Background and aim: Systemic sclerosis (SSc) is known to involve the gastrointestinal (GI) tract, resulting in dysmotility, gastroesophageal reflux disease, and mucosal changes causing significant morbidity. The study aimed to assess esophageal motility and duodenal mucosal changes in SSc.
Methods: This is a prospective, cross-sectional, single-center study of 23 patients with SSc diagnosed on the basis of standard criteria. Clinical details including the GI symptoms were recorded. All of them underwent esophagogastroduodenoscopy with duodenal biopsy, and 21 underwent esophageal manometry.
Results: Regurgitation, heartburn, and dysphagia were seen in 19 (82%), 16 (69%), and 10 (43%) patients, respectively. On endoscopy, 19 patients (83%) showed changes of reflux esophagitis (4 had grade C esophagitis), and 3 had esophageal candidiasis. Of the 21 patients who underwent esophageal manometry, 13 (62%) had absent peristalsis, 6 (28%) had ineffective peristalsis, and 10 (48%) had hypotensive lower esophageal sphincter (LES). Duodenal biopsy showed partial villous atrophy in 9 (39%) patients, increased intraepithelial lymphocytes in 18 (78%), and excess of mononuclear inflammatory cells in lamina propria in 21 (91%). Partial villous atrophy was seen more commonly in those with abnormal esophageal peristalsis and a hypotensive LES.

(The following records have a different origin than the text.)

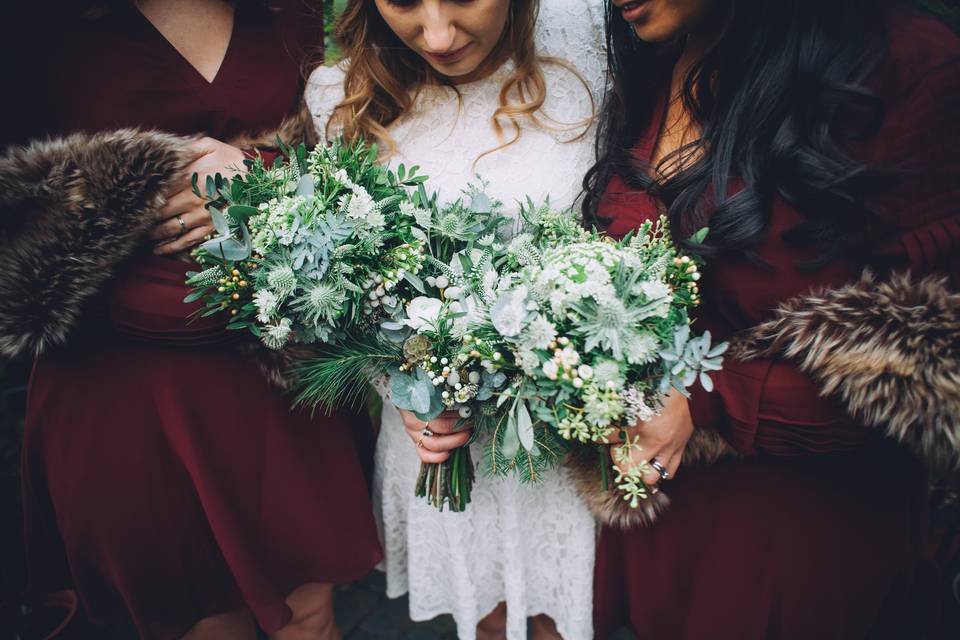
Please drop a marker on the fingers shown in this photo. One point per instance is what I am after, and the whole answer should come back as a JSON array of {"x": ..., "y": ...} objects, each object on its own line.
[
  {"x": 438, "y": 443},
  {"x": 447, "y": 421},
  {"x": 171, "y": 227},
  {"x": 185, "y": 242},
  {"x": 181, "y": 202}
]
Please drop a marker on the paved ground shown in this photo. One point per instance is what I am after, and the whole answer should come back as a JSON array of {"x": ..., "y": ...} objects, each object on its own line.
[{"x": 364, "y": 612}]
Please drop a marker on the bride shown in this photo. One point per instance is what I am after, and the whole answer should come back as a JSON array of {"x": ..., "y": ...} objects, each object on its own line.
[{"x": 465, "y": 89}]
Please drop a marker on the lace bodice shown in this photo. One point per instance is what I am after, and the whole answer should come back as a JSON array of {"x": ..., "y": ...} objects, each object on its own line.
[{"x": 529, "y": 546}]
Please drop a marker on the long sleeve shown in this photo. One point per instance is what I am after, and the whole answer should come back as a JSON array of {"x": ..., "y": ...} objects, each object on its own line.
[{"x": 769, "y": 405}]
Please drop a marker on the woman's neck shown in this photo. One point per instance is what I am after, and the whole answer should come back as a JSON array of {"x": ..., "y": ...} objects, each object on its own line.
[{"x": 497, "y": 58}]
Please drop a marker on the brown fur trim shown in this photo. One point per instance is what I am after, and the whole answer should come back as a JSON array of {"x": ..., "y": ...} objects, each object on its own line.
[
  {"x": 294, "y": 130},
  {"x": 890, "y": 351},
  {"x": 71, "y": 209},
  {"x": 608, "y": 505}
]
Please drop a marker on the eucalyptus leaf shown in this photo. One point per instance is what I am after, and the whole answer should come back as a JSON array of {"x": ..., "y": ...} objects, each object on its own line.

Conclusion: Most of the patients with SSc had esophageal dysmotility in the form of absent peristalsis, ineffective esophageal peristalsis, and hypotensive LES. Histology of descending duodenum demonstrated partial villous atrophy and chronic inflammatory infiltrates in most of the patients with SSc.
Keywords: celiac disease; gastrointestinal; manometry; scleroderma; systemic sclerosis; villous atrophy.